Currently, due to marijuana’s federal illegality, there is a dearth of scientific research into cannabis in the U.S. While many users believe cannabis benefits their health, the evidence is largely anecdotal or based on inadequate research. Because of that, according to Wilson, many patients learn about the drug’s health impact from budtenders or their friends.
That’s particularly problematic, Wilson said, because there’s such a wide variety of cannabis products, as well as many different ways to use them. Wilson said she is not necessarily for or against the concept of medical cannabis; rather, she believes people should be able to make well-informed health choices.
“There’s decisions to be made and we need the information to guide patients,” she said. “Having a central repository of high-quality research would be a next step, now that we know the floodgates are going to be opened with more and more people having access to cannabis. We need to make sure we don’t do more harm than good, and we need to help people enter this new [potential treatment] with some caution and some wisdom.”
The paper, published Oct. 30, notes there are several reasons patients often choose not to disclose their cannabis use. In addition to potential conflicts with the law and/or their employers’ drug policies, some patients express worry that their doctor will disapprove of their cannabis use and/or that it could lead to them losing their prescriptions for other drugs, like opioids.
Several studies, some of them with conflicting conclusions, are cited in the paper, highlighting the lack of consensus on marijuana’s potential uses. On top of that, cannabis products are constantly evolving and can be grown, manufactured and consumed in many ways. Often, advertisements and consumer sites are the main sources of information about the products, the paper found.

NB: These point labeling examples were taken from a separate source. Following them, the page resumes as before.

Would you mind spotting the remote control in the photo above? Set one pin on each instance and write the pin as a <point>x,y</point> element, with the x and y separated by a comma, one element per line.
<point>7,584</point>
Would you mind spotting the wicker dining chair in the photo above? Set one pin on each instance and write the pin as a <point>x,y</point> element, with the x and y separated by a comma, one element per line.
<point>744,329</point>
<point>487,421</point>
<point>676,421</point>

“This is a challenging scenario for patients who are seeking relief of symptoms within the context of their unique condition, healthcare professionals’ relationships, and state laws,” the authors wrote.
The SDM described in the paper is a six-step process.

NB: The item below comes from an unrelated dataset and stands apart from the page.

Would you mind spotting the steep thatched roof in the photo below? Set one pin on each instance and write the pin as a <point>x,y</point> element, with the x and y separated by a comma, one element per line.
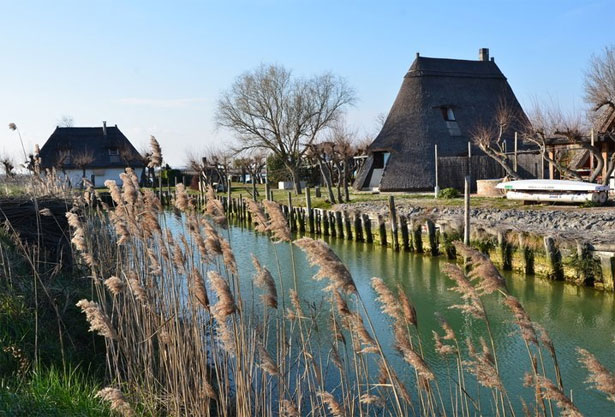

Either the patient or clinician can bring up the topic, the paper suggests, and the two should work together to create a priority list and establish shared goals. That conversation should include considerations like: Does the patient wish to seek employment, and will cannabis affect that employment?
The third step involves compiling evidence, based on available research and the personal experiences of the patient and clinician. After that, the two need to evaluate that evidence as it relates to the patient’s symptoms and values, and then formulate a treatment plan.
The final step is to monitor and evaluate outcomes, so the treatment plan can be revised over time to “maximize health benefits and limit harms.”
The paper notes that SDMs can require complex, lengthy conversations, so it calls for the development of further resources – such as websites or online videos – that can be used to help patients more quickly absorb relevant information.
“Health information technologies are needed that can streamline information-sharing and save clinicians time,” the authors wrote. “In community settings such as primary care or oncology, the decision regarding whether to use cannabis may be discussed and decided upon over the course of weeks or months. Patient satisfaction with the outcome of the decision will guide when and how the decision is reconsidered.”
On Tuesday, voters in Arizona, New Jersey and Montana legalized cannabis for recreational use by adults, while voters in Mississippi approved a medical program. The residents of South Dakota voted for both a REC and MED program.
Other states are expected to soon follow, and advocates are hopeful for meaningful federal reform in the coming years.
Those trends point to a lot of potential new consumers, including many who may look to try cannabis for the first time to treat an ailment, Wilson said.
“We know there’s going to be people who are going to be curious,” she said, “so helping them understand the risks and benefits is really important.”